The Gurdons were an old and highly-respected East Anglian family, possessing considerable estates in both Norfolk and Suffolk. Gurdon’s father, Theophilus Thornhagh, a ‘high-minded country gentleman’, formerly lieutenant-colonel of the West Norfolk militia, had served as an active magistrate in both counties and, like his own father before him in 1789, had been high sheriff of Norfolk in 1824.
Following service as high sheriff of Norfolk in 1855, Gurdon was returned for West Norfolk in 1857 as the Liberal partner in a controversial compromise with one of the sitting Conservative members, George Bentinck.
Gurdon voted against the Conservative reform bill, 31 Mar. 1859, although at the ensuing West Norfolk election, where he was re-elected unopposed alongside Bentinck, he stressed that the second reading of the measure would have received his ready assent, if the government had provided an assurance that the ‘objectionable’ clause relating to freehold voters residing in boroughs would be struck out.
A dogged opponent of the secret ballot, believing that it would lead to ‘fraud, bribery and intimidation of the worst kind’, Gurdon was a majority teller against Duncombe’s motion for the use of the ballot at future elections at Gloucester and Wakefield, 9 Feb. 1860.
Gurdon was in the minority for the second reading of the religious worship bill, 1 May 1861, a measure which its supporters claimed would facilitate increased attendance and access to religious services, but which detractors decried as a flagrant breach of the parochial and episcopal systems.

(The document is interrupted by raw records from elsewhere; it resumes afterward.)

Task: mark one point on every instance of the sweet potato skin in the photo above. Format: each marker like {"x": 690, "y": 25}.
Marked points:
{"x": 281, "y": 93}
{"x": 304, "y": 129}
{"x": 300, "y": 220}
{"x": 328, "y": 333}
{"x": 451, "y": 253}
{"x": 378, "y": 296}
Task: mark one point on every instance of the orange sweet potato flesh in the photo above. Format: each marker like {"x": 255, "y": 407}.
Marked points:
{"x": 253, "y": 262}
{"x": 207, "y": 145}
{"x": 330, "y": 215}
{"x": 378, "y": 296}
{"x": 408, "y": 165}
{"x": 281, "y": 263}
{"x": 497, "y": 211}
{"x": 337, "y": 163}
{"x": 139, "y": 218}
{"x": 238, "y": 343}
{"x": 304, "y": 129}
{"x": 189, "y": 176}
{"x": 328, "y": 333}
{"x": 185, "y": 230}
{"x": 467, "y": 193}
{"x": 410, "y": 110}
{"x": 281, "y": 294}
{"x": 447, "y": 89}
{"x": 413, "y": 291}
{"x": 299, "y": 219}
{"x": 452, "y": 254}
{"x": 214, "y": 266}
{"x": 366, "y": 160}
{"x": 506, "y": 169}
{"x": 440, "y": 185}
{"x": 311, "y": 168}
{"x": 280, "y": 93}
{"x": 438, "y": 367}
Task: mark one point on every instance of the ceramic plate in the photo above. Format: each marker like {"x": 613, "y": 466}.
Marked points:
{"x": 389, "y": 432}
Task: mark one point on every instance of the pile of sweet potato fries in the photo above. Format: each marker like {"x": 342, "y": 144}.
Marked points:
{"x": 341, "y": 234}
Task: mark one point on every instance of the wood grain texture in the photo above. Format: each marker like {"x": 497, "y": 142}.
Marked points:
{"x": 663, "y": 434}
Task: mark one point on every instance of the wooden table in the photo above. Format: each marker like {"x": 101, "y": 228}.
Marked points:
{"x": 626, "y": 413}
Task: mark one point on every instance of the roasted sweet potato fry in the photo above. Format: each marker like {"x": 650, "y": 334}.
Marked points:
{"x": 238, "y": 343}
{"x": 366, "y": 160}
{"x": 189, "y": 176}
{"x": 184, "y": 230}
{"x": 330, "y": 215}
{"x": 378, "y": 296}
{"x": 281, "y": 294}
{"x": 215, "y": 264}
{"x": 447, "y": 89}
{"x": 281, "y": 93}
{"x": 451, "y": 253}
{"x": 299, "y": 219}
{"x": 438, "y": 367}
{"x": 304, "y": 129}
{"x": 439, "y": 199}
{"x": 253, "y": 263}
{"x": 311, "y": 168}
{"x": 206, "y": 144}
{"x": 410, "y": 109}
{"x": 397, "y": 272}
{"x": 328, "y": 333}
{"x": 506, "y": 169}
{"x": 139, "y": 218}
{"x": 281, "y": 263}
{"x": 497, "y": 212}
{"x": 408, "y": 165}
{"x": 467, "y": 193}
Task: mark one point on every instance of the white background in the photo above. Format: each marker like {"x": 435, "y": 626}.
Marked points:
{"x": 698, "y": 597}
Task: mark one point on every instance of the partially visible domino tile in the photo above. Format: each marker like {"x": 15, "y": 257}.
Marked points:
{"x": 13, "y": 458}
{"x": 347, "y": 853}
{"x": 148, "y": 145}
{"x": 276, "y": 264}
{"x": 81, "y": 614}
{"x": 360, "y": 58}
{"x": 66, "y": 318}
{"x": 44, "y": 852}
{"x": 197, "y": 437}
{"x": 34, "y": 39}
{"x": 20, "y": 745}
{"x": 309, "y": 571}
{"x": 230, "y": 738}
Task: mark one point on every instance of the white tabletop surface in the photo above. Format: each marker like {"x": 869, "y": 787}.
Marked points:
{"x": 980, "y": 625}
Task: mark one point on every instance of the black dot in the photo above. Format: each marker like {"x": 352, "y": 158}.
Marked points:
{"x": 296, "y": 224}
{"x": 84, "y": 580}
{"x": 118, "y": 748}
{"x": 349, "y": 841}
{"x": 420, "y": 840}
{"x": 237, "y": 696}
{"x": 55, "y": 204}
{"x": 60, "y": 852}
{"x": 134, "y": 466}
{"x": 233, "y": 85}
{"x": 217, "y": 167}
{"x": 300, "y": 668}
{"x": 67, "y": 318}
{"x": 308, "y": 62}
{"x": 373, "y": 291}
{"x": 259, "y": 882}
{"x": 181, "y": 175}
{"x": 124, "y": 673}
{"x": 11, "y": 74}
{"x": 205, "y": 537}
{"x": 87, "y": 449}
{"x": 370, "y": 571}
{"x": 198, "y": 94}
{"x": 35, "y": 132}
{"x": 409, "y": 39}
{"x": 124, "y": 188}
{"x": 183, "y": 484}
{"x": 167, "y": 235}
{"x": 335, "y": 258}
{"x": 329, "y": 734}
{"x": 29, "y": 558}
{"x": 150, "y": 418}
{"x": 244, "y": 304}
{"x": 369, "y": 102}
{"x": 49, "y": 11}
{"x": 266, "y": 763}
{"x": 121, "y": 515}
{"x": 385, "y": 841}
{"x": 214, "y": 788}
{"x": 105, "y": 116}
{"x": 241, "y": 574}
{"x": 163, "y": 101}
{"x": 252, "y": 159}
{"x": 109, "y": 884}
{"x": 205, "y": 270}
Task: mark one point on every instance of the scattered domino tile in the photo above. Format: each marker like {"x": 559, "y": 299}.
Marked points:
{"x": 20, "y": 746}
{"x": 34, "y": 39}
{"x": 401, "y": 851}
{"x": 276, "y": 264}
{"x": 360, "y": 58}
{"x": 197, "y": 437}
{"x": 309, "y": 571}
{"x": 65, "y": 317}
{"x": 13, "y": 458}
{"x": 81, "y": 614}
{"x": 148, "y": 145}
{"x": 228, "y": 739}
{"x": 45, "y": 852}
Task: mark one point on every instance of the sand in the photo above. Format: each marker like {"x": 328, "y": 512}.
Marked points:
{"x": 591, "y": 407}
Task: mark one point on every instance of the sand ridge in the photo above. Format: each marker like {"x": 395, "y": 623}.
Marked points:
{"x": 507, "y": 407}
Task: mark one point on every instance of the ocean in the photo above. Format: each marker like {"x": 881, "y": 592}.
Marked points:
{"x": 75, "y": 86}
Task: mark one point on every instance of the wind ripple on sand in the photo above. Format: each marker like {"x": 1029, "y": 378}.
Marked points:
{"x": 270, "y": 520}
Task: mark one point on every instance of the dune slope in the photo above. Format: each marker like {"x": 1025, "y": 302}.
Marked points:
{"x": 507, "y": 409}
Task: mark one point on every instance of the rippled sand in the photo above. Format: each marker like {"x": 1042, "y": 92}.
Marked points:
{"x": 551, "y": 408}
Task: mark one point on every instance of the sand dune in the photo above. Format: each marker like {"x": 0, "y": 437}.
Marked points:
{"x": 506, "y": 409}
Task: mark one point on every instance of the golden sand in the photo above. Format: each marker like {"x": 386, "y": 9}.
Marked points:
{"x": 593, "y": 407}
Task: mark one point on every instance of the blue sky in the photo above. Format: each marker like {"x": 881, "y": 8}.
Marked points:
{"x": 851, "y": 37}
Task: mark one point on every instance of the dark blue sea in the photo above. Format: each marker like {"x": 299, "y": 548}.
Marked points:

He regularly opposed the recurrent anti-Maynooth motions brought forward and divided in favour of the prison ministers’ bill, permitting Catholic prisoners to receive chaplains of their own faith, 20 Apr. 1863. However, Gurdon’s failure to register a vote (or even pair off) in any of Trelawny’s closely contested church rate abolition motions caused a considerable stir amongst the Norfolk Dissenting community.
Gurdon faced his first contested election in 1865, although rumours abounded that the nomination of a second Conservative candidate, Hon. Thomas de Grey, was in fact aimed at removing the sitting Tory renegade, Bentinck, rather than himself, whilst the Norfolk Chronicle only heightened the sense of political confusion with their suggestion that Gurdon might be preparing to step forward as a supporter of Lord Derby.
Taking ‘little action’ in public affairs following his 1865 election defeat, Gurdon died in April 1881, having been ‘quite childish for the last two years’.